First, Ken Rait of the Southern Utah Wilderness Alliance was behind the stealth attack by Bill Clinton on Utah's natural resource base when he locked up vast energy and mineral resources in the Grand Staircase Escalante monument to politics in southern Utah.Second, taxpayers along the Wasatch Front and in southern Utah are watching their property taxes go up to finance new and expanded public schools.

Catering to the anti-industry demands of the radical environmentalist is not without a price. Consider a few snippets from the recent past. In 1991, a Moab Times editorial observed that, "All top 10 property taxpayers (in the tourist Mecca of Moab) are either public utilities, rail and pipelines and oil and gas-related companies. . . . The number 10 taxpayer, for instance, is a person with a property tax bill of $61,527. . . . This person has oil and gas operations in the Book Cliffs."

The Grand County treasurer was cited as saying that the largest motels (in Grand County) have property tax bills that run from $15,000 to $20,000. Also in 1991, oil companies paid $866,000 in so-called "bonus bids" for oil lease tracts in Grand County. This payment is just for the lease, and half of this comes to the state of Utah.

The Utah Geological Survey reports that the 2,656 square miles of the new monument locks up between $223 billion and $330 billion in potential energy and mineral resources. Between $17 billion and $42 billion of this is projected to be under school trust lands.

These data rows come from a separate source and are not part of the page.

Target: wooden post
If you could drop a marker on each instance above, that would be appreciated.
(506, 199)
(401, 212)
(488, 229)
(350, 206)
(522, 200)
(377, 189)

The goods-producing jobs that would have been created with these resources are wiped out. SUWA says that we have tourism to replace them. The Utah Foundation has said that "the average wage in goods-producing industry is about 35 percent higher than the average wage in a service-producing job." The Foundation also said that, "Of greater significance . . . is the loss of taxable capital when goods-producing are replaced with service jobs. . . . Service-producing jobs tend to be capital (dollar) intensive while service-producing industries tend to be labor (people) intensive."

The contrast cannot be any clearer. Elitist environmentalist organizations like SUWA are driving industry out of Utah, and the result is that large blocks of tax revenue are being lost. This is happening at the same time that tourist jobs that SUWA supports are creating more public costs for such things as education.

The conclusion is that if you do not like your tax bill or the quality of your child's education or the quality of your road or the level of your wage, thank the Southern Utah Wilderness Alliance and the Sierra Club.